Denver-based Frontier serviced Bradley from March 2007 until September 2008, when the company declared bankruptcy “mainly because of fuel prices,” Kowalchuk said. Indianapolis-based Republic Airways acquired Frontier in October 2009 as well as Midwest Airlines, which had provided daily round-trips from Bradley to Milwaukee until August 2008. The new Republic subsidiary Frontier started at Bradley with the Milwaukee runs in September 2010.
As for the effect on Bradley’s passenger traffic, the airline’s market share at Bradley is small.
“It’s less than 1 percent of our passenger numbers,” Bradley Communications Director John Wallace said. “We’re still up 8 percent from May 2010 to May this year, and we’re up 9 percent for the year in 2011 over 2010.”
However, the addition of the Milwaukee flights was cited by a consultant earlier this year as one of the factors contributing to the growing number of passengers using Bradley.

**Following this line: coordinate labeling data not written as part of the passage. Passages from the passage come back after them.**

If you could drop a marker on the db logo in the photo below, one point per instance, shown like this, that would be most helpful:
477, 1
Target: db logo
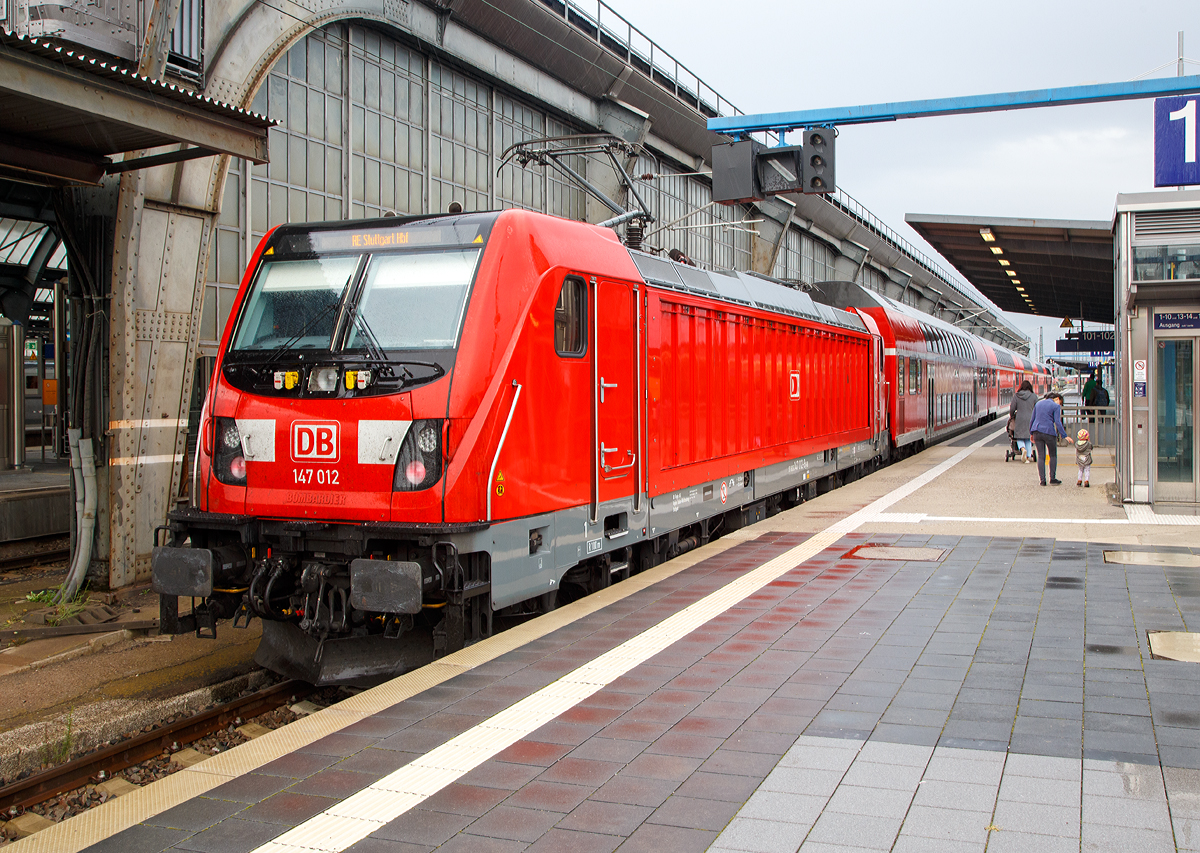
315, 442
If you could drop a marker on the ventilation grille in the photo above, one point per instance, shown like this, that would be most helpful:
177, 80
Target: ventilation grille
1177, 226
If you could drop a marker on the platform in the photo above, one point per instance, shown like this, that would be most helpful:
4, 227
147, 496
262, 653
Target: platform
941, 656
35, 500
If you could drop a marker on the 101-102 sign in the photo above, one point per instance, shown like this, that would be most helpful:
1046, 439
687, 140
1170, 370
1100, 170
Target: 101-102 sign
1175, 142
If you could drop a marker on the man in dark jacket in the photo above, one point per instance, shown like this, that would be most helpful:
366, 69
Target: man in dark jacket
1045, 427
1021, 412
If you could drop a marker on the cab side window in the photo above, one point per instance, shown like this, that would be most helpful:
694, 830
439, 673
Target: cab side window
571, 319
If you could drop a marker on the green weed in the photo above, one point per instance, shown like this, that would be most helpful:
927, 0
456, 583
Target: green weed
55, 752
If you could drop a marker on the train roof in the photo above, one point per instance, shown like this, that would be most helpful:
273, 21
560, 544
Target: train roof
934, 329
742, 288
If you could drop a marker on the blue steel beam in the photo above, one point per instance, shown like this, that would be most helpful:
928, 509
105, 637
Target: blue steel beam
737, 125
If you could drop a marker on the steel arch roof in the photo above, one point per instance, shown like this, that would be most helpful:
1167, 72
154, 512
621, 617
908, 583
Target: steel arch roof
1063, 268
64, 114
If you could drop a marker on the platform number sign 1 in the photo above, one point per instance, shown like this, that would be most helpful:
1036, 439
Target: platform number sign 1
1175, 142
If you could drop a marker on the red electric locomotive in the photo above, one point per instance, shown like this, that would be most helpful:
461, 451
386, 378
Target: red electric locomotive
419, 422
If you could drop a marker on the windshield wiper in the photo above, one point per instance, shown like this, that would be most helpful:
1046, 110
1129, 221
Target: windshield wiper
375, 349
408, 378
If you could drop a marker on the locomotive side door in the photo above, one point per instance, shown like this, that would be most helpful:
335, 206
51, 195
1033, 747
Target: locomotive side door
615, 452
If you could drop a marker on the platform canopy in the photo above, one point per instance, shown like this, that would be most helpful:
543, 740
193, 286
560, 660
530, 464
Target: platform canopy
64, 116
1055, 268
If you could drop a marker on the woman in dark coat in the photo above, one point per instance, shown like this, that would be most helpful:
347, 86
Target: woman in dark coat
1021, 410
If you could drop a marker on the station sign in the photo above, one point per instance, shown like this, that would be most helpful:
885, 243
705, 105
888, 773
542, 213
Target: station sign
1175, 142
1177, 319
1087, 342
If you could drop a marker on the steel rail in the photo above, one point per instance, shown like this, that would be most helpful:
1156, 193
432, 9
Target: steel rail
42, 786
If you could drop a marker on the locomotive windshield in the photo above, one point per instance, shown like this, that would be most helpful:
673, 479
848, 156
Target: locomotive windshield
406, 301
413, 300
294, 302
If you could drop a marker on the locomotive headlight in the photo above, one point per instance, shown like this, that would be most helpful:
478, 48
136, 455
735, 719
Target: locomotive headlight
427, 440
419, 461
414, 472
228, 463
229, 437
323, 379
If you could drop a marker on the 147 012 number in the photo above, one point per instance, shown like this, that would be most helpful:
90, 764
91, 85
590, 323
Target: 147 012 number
322, 476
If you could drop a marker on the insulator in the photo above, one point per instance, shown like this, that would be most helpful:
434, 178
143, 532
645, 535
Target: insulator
634, 233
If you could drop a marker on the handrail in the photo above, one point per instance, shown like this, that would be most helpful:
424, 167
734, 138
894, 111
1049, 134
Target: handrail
607, 35
499, 446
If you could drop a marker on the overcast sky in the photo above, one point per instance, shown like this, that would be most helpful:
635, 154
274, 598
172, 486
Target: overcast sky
1063, 162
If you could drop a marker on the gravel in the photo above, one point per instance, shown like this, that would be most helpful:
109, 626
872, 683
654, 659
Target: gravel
72, 803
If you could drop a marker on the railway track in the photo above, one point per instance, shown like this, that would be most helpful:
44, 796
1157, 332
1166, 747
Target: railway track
35, 552
85, 769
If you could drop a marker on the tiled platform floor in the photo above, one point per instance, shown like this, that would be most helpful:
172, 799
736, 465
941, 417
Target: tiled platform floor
1000, 698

And Frontier may return to Bradley, Kowalchuk said.
“We love the Hartford market,” he said. “We feel that it’s a very good market in its position between New York and Boston, and we will continue to evaluate the airport.”
In a move that might prove significant for Bradley, Republic announced Wednesday that it has agreed to buy 80 new fuel-efficient Airbus Industrie jets for Frontier. The A320neo jets use 15 percent less fuel than Frontier’s current fleet of 58 Airbus A318, A319, and A320 aircraft.
“So it’s conceivable that some point in the future we might be able to re-enter the Hartford market on a more consistent and permanent basis,” Kowalchuk said.